I was the luckiest guy ever.  It just so happened that I was dating a girl at the time who had access to every single Bond movie that had ever been released.  Over the next two months, I consumed the movies as if they were Pop-Tarts.  I would go through three a week.  I would examine the nuances of the different performances, the exotic locales, the similarities between the other films, the cultural references, and everything else.  I loved the fact that there was always a new theme song, a new villain hell-bent on destroying the world, a new honey (sometimes literally - Honey Ryder anyone?), and new gadgets that just so happened to come in extremely handy at the most opportune times.  I think one of the most amazing aspects was the sheer predicability of it all.  Bond would be in a seemingly inescapable situation and then escape in a blaze of British glory.  His villains would have endless chances to kill him and would instead feed him and explain their plan for world domination first.  There would be pools of sharks and double agents.  Basically it was everything that Austin Powers parodied, but portrayed with a straight face.  I loved it.  I couldn't get enough.

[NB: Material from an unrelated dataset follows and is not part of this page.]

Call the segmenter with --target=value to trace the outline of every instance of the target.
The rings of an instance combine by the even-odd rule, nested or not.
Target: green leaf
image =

Many times people go to the movies to see something different.  They want to be wowed by the unexpected.  They want to be blown away by the unpredictable.  But when it came to James Bond, I wanted the same.  I was so upset that the last two movies didn't have Q or Moneypenny.  I hated that Bond started having feelings and not sleeping with every hot young lady within arm's reach.  I didn't like how his tuxedo would sometimes get wrinkled.  That kind of stuff didn't happen to Bond.  When watching Quantum of Solace, I thought that I had somehow walked into a Jason Bourne movie.  The old-fashioned one-liners were gone, to be replaced by brooding and revenge.  Not my cup of tea. 

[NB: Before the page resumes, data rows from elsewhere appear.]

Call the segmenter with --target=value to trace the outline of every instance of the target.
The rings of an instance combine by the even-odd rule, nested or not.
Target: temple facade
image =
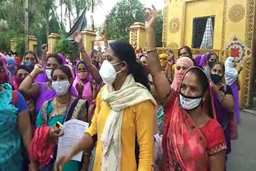
[[[250,58],[239,77],[244,108],[256,108],[255,7],[255,0],[165,0],[163,12],[164,47],[202,48],[210,22],[210,50],[229,50],[238,62]],[[220,61],[229,55],[220,55]]]

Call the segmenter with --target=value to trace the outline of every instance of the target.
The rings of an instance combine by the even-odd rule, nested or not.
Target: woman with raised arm
[[[224,130],[227,146],[226,154],[227,156],[231,152],[230,131],[235,130],[237,134],[237,127],[234,121],[235,116],[234,115],[233,93],[231,87],[223,83],[224,74],[225,68],[222,64],[215,62],[212,65],[210,78],[212,81],[214,101],[217,120]],[[234,123],[234,125],[231,123]],[[238,135],[236,135],[236,137],[232,137],[232,139],[237,137]]]
[[[27,154],[32,138],[29,110],[23,96],[12,90],[10,74],[6,58],[0,54],[0,170],[28,170],[22,147]],[[30,171],[37,170],[34,163],[30,166]]]
[[[106,86],[97,97],[91,125],[71,152],[59,158],[56,169],[90,148],[97,136],[94,171],[152,170],[156,103],[147,76],[126,42],[110,43],[104,55],[100,74]]]
[[[149,69],[165,109],[165,168],[171,171],[224,170],[226,145],[216,120],[207,76],[200,68],[192,67],[185,73],[177,90],[169,86],[161,73],[155,50],[156,16],[155,9],[148,9],[146,29]]]
[[[241,62],[236,67],[234,67],[234,58],[229,57],[225,62],[225,79],[226,85],[230,86],[232,89],[234,101],[234,113],[237,122],[241,121],[240,117],[240,105],[239,105],[239,83],[238,77],[239,74],[242,70],[244,62],[249,58],[243,62]]]
[[[53,170],[56,160],[57,150],[54,149],[57,149],[58,137],[62,135],[58,129],[54,129],[56,122],[63,125],[70,119],[88,121],[88,103],[71,95],[74,78],[70,69],[67,66],[59,66],[53,70],[51,77],[57,97],[43,103],[37,117],[37,129],[30,147],[30,158],[38,162],[42,171]],[[83,155],[84,161],[89,161],[87,153]],[[65,170],[80,171],[82,164],[72,161],[65,166]]]
[[[93,62],[91,60],[91,58],[88,55],[86,50],[85,50],[83,44],[82,44],[82,38],[81,35],[75,32],[74,34],[74,38],[75,42],[77,42],[82,60],[85,62],[86,67],[88,70],[90,71],[91,76],[94,78],[94,79],[97,82],[97,83],[102,82],[102,78],[99,74],[98,68],[93,64]]]
[[[34,78],[43,72],[40,65],[36,65],[33,71],[25,78],[19,86],[19,90],[27,98],[35,100],[35,113],[38,114],[43,102],[55,97],[56,93],[51,87],[51,73],[53,70],[62,65],[62,60],[57,54],[50,55],[47,58],[46,73],[49,81],[47,82],[35,82]]]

I thought that it was so much fun to see the little differences.  Where was the action taking place this time?  What new gadgets has Q thought up this time around?  Who's the hottie that Bond will conquer next?  What will be the villains bizarre trait?  It created a sort of comfort zone for me.  I felt like I was "in the club" or something.  I knew what would happen before it happened.

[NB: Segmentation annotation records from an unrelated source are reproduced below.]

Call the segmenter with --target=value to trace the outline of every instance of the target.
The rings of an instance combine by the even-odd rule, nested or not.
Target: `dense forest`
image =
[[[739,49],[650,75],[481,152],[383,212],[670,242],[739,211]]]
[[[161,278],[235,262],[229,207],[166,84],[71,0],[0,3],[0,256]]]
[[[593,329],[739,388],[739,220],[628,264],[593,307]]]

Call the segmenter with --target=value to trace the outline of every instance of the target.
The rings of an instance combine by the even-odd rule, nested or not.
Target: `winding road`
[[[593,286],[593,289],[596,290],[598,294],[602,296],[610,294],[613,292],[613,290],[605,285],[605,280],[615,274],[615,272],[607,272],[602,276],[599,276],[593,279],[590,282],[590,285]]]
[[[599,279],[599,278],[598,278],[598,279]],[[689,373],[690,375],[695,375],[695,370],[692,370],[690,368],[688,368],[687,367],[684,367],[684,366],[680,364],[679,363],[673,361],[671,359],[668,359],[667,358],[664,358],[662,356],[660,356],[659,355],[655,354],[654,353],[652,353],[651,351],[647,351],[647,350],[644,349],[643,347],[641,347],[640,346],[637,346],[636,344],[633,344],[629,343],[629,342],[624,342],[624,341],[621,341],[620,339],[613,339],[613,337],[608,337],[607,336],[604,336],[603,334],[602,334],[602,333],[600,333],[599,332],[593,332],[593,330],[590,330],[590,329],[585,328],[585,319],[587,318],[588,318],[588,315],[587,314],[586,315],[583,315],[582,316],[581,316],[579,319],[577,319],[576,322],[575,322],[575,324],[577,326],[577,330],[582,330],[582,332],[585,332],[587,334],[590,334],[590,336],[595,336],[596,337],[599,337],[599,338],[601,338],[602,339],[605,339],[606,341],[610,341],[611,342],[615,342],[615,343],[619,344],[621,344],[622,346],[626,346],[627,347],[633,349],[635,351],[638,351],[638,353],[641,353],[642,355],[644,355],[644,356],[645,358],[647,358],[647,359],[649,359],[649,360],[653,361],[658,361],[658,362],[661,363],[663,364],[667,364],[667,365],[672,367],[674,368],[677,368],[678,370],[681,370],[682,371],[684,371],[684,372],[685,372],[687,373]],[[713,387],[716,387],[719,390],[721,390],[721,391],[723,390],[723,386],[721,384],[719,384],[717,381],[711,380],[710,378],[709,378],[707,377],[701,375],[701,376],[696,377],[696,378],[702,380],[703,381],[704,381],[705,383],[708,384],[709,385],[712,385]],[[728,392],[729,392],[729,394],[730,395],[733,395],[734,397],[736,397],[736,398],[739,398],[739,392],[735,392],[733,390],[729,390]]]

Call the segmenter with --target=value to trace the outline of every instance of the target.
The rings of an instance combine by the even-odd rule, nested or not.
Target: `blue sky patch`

I've had the immense pleasure to write multiple papers about James Bond, both in high school and in college.  I talked about how the Bond movies had a pulse on the goings-on in the world - Goldeneye after the fall of Communism being filmed in Russia, A View to a Kill concerning itself with computer warfare when Silicon Valley is just on the cusp of superstardom (for lack of a better term), and Moonraker capitalizing on the Star Wars craze and launching Bond to space.  I wrote a paper about Live and Let Die and the blaxploitation effect.  I've discussed the all-too-real (in my eyes) possibility of a takeover of Fort Knox.  I've talked about how homosexuals were presented onscreen in Diamonds are Forever.  Bond movies were always, it seems, breaking walls and maintaining position.  Bond wouldn't be able to last 50 years if the movies didn't change with the times, and change they have, at least subtly.  But now I'm looking for a return to the good old days.  No more of this all action, no tongue-in-cheek humor, emotional Bond.  Let's go back to what made him great! 

But no matter what happens, I will not abandon him.  He's brought me way too much joy.  Get ready for Skyfall!